I'm thinking, after the amp swap-in, I'll contact the dealer about Hawk service possibilities. I may also try sticking some other, much lesser speakers into the system to test: Axiom M3 v3. I will have a lot more data than. 

ghosthouse and others who think it's the speakers: I think we are homing in. Thanks. It could still be the Sim Audio Moon P-5/W-5. Hope not. The speaker swap-in I mentioned above should help. 

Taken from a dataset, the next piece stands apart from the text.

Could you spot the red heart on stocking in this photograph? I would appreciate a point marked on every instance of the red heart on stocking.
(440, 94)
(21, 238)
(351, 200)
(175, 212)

There is a pair of VMPS RM30 speakers with Auricaps in the back pages of Audio Circle VMPS.  I've had a pair and currently own an awesome pair of RM40s.  These are floorstanding speakers with a slim profile.  You can adjust he speakers to fit most any sound you desire.  The speakers set to a fairly normal level would be described as dynamic, high definition, transparent, with a great soundstage in which you can easily locate where the musician is playing.  You get a lot of speaker for the money. The pair I mentioned are over $5000 new and the seller is asking $1600.  If you live somewhat near southern California, you should contact him.  For his asking price, you can't get better sound for the money.
I think this is a serious finding: Left tweeter almost nothing coming out, with nothing in the upper-highs, and maybe nothing in the mid-highs. a little low-highs. No distortion at all (I think this is important--I listened very closely). Right Channel: Interesting--I heard the lo-highs, mid-highs, and hi-highs--all of them, but overall the signal was very very attenuated from what I might expect. It was not the case that "if I had both speakers firing like the right one it would be great. The right tweeter was, on an absolute level, was attenuated.
How are your cables hooked up to the speakers; is it a single-run of cable from amp to the binding posts? Are the upper and lower binding posts connected together with the stock jumpers?
It seems like your crossover is not functioning.

Are you using the upper or lower set of speaker terminals?